Türkiye'de ilk, orta ve lise düzeyinde okuyan öğrenci sayısının 17 milyon, üniversitede okuyan öğrenci sayısının ise 7,5 milyon civarında olduğunu ve bu rakamların yadsınamayacağını aktaran Malkoç, eğitimle alakalı bütün kurumları, çocukların ve gençlerin uyuşturucu kullanımına karşı dikkatli olmaya davet etti.

- "Türkiye örnek ülkelerden bir tanesidir"

UNICEF Türkiye Temsilci Yardımcısı Nona Zicherman ise bugün dünyanın birçok yerinde çocukların istismar, şiddet ve ayrımcılığa uğradığını dile getirdi.

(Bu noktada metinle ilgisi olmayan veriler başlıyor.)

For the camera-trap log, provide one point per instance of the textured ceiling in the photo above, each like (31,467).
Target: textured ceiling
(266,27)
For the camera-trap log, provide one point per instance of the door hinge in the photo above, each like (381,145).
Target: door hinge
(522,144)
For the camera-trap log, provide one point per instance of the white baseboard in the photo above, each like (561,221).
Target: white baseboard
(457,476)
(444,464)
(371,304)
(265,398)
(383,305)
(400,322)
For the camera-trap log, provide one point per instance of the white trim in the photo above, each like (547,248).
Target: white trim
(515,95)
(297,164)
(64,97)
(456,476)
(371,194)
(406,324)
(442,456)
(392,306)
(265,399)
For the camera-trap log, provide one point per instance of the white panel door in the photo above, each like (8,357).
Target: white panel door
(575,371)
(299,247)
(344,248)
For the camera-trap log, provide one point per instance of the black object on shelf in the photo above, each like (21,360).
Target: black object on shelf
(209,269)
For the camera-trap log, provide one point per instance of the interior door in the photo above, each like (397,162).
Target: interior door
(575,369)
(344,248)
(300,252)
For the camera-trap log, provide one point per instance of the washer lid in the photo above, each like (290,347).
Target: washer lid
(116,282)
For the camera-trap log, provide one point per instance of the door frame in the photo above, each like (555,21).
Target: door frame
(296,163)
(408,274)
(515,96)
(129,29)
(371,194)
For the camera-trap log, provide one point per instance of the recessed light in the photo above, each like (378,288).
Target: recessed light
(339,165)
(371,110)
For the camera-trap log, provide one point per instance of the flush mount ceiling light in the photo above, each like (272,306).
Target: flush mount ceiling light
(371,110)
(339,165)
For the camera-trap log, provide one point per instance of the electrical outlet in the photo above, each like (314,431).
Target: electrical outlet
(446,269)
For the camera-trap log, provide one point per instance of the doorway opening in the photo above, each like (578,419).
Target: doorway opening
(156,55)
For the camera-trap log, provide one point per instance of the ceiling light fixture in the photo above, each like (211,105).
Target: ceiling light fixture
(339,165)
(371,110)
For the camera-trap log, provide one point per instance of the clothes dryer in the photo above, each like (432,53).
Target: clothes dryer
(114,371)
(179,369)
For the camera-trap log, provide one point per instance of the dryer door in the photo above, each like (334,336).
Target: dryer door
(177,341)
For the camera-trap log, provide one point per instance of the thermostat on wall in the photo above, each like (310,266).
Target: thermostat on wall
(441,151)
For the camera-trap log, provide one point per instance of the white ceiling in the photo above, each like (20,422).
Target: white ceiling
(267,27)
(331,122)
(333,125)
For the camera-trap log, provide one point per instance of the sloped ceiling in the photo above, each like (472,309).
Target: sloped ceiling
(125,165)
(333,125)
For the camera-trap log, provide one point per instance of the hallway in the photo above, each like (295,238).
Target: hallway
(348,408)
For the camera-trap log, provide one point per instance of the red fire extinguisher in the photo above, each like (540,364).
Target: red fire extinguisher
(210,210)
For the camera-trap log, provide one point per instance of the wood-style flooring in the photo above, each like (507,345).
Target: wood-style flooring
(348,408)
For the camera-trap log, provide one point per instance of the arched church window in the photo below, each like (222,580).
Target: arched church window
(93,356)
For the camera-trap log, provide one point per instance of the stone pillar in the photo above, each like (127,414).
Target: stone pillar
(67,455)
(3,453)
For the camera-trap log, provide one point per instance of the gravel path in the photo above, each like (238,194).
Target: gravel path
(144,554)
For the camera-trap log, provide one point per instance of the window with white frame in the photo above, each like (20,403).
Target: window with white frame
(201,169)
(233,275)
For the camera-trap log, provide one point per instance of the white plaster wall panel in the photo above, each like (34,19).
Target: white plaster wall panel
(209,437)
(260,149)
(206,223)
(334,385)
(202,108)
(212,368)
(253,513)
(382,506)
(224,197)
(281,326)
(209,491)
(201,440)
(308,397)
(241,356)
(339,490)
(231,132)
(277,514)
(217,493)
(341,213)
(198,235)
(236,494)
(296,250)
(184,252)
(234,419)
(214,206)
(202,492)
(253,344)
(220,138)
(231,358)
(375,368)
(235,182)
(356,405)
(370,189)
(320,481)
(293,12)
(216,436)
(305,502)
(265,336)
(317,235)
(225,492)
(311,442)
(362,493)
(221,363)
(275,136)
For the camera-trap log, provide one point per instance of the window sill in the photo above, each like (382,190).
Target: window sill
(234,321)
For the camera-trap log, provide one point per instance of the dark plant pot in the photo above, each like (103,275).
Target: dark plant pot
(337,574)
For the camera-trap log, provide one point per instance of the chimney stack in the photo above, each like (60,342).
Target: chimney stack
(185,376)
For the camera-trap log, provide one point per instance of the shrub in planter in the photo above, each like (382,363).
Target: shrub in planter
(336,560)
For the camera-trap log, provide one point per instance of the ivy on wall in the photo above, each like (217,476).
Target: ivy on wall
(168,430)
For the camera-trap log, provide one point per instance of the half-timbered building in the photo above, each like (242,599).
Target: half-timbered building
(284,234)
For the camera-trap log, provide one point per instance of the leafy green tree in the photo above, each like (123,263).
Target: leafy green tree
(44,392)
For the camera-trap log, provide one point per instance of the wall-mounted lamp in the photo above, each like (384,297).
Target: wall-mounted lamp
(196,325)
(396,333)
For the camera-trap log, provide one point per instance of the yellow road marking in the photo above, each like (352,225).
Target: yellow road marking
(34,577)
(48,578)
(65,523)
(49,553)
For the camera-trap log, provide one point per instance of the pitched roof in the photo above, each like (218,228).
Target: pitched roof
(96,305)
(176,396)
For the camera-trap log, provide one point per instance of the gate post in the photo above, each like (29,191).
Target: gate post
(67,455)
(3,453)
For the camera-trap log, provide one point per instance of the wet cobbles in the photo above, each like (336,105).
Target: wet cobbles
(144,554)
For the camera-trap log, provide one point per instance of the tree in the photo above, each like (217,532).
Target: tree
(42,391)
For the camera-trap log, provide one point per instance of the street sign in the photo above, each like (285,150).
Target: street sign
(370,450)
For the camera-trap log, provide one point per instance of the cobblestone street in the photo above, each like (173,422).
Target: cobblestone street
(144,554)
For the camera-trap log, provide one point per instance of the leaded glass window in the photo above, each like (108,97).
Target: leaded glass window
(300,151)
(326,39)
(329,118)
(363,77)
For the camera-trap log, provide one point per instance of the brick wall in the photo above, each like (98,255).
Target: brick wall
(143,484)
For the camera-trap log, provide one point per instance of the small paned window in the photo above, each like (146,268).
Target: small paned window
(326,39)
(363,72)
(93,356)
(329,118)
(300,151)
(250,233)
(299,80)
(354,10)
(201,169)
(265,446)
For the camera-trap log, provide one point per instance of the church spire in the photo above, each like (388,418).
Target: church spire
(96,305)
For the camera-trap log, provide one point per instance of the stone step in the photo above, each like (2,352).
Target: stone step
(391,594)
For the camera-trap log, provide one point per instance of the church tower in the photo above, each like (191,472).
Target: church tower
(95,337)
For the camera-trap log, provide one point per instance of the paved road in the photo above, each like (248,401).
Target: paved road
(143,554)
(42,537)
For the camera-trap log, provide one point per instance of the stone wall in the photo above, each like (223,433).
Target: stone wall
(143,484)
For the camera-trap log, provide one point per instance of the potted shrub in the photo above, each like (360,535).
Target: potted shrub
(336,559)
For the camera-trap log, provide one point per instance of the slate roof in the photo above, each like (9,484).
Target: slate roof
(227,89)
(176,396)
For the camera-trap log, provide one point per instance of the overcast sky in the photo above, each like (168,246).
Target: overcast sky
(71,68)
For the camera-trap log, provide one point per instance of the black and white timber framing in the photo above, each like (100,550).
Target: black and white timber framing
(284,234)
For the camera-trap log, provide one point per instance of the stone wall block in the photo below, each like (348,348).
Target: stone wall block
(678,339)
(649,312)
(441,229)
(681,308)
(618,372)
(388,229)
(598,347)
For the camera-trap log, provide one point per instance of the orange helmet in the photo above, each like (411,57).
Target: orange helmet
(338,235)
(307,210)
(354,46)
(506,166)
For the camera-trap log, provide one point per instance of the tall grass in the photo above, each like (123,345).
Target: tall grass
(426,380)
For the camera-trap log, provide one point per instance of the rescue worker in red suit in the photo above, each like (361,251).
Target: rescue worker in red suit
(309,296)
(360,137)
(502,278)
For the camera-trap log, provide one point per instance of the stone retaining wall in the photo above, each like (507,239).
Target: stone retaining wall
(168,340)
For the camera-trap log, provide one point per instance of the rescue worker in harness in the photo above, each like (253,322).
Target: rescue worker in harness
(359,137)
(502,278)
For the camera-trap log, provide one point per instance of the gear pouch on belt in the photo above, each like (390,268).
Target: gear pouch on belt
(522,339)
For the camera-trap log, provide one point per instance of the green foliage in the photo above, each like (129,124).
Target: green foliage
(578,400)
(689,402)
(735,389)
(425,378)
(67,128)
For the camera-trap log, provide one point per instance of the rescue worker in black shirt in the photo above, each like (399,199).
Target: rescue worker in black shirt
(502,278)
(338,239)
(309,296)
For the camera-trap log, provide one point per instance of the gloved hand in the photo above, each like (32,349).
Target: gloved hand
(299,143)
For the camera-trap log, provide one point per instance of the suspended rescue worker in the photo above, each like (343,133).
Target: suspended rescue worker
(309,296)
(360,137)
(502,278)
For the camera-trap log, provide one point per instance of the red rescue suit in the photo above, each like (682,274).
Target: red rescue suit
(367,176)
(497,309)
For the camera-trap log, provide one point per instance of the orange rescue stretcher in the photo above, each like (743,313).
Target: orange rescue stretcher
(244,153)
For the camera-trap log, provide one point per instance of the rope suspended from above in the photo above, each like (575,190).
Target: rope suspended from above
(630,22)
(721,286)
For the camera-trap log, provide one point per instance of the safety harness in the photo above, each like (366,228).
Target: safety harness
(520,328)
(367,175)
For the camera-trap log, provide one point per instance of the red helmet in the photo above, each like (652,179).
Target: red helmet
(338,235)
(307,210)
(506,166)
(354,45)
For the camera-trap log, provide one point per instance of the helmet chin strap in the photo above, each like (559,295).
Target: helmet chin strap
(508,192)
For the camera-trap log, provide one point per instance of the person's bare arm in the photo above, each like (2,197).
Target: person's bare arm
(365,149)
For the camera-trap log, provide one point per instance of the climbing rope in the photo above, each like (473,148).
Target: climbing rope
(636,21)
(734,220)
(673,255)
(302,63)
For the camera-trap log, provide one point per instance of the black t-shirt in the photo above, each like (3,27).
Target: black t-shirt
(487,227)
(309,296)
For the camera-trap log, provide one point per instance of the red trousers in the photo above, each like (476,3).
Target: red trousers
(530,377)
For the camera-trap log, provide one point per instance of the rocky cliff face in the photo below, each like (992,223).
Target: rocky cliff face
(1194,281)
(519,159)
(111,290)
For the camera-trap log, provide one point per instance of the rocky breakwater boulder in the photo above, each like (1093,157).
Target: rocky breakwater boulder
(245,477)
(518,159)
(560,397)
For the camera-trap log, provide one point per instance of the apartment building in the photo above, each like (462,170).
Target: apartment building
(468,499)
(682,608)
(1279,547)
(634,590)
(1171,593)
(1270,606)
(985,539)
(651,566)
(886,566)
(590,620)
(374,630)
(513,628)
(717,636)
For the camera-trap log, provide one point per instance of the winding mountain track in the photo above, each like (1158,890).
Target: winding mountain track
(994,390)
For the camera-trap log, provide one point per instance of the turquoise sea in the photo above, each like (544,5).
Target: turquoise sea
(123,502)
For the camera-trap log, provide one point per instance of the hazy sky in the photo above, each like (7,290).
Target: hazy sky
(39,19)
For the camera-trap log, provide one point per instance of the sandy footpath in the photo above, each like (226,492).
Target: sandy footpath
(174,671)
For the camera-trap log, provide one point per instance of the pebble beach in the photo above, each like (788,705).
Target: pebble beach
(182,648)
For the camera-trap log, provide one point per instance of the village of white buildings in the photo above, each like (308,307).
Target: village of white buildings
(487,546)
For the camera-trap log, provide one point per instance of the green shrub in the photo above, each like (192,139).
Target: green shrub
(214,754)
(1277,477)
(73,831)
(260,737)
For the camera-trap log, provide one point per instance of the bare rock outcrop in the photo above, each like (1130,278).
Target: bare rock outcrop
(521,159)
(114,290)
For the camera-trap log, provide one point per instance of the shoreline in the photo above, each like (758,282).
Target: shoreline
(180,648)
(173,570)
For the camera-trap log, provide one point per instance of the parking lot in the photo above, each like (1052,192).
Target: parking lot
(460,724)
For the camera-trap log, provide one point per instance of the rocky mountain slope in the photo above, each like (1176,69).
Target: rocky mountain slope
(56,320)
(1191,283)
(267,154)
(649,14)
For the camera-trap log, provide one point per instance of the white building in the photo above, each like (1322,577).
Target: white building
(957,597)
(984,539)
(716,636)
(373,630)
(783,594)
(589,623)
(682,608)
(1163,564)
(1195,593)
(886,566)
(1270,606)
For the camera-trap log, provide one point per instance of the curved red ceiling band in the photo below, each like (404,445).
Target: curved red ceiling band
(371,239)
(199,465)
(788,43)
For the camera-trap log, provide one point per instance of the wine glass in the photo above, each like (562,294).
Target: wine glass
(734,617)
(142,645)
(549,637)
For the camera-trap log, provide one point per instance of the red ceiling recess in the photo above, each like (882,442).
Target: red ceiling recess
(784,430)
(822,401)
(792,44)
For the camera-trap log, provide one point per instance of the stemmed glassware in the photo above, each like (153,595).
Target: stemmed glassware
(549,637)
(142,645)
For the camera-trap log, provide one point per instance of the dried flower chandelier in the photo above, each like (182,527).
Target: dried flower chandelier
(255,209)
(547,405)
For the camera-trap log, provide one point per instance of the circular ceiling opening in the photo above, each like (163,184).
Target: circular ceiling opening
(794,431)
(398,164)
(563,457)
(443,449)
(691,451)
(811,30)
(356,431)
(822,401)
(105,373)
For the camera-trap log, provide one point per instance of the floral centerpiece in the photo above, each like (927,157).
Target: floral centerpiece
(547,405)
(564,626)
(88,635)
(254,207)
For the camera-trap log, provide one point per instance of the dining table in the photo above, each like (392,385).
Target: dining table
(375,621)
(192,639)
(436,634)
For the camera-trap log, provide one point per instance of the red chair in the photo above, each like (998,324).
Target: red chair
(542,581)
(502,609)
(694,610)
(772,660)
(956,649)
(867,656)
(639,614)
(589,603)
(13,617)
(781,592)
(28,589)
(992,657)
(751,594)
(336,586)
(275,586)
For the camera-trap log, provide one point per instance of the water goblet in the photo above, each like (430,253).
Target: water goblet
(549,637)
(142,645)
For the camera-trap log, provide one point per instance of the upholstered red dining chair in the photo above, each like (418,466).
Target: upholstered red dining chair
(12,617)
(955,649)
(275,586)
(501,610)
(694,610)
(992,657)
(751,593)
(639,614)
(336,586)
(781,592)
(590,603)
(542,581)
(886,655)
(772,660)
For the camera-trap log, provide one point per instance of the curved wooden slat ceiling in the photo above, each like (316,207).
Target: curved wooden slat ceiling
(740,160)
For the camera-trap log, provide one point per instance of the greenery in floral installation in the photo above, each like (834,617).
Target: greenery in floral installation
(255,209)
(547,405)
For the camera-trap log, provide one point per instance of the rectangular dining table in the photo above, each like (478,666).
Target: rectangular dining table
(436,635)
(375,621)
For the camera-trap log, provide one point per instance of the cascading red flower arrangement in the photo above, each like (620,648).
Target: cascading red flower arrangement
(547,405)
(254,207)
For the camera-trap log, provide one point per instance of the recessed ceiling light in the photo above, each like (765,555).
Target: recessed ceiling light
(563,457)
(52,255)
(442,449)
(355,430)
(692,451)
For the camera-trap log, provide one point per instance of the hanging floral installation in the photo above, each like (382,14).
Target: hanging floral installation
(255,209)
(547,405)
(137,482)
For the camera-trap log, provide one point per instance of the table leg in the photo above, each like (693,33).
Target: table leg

"Türkiye, çocuk ihlalleri konusunda sorunlar yaşamakla beraber her zaman çocuklara olan yaklaşımında örnek ülkelerden bir tanesi olmuştur. Anayasasından başlamak üzere çocuk haklarına ilişkin birçok mevzuatını uluslararası standartlara uygun hale getirmiştir." diyen Zicherman, çocuk işçiliği, çocuklara karşı şiddet gibi konuların gündemde olduğunu, özellikle Türkiye'deki mülteci çocukların yaşadığı sorunların çözümüne çalışıldığını söyledi.

Zicherman, "KDK'nin oluşturulması, Türkiye'nin nitelikli girişimlerinden bir tanesidir. Bu kurum insan haklarının korunmasına katkı sağlarken aynı zamanda çocuk hakları konusunda da bir denetçinin atanmış olması KDK'nin bu konudaki üstlendiği rolün altını çizmektedir." diye konuştu.

KDK'nin UNICEF ile önemli çalışmalar yaptığına dikkati çeken Zicherman, iki kurumun birlikte çocuk hakları konusunda başarılı projelere imza attığını kaydetti.

Kamu Denetçisi Celile Özlem Tunçak ve UNICEF program danışmanı Sarah McCoubrey da programın çalışması hakkında bilgi verdi.

KDK uzmanlarının ve çalışanların 5 gün boyunca katılacağı eğitimde, çocuğa karşı şiddetin önlenmesi, çocuk hakları stratejisinin genel çerçevesi, çocuk haklarının KDK'nin çalışmalarına dahil edilmesi gibi konular ele alınacak.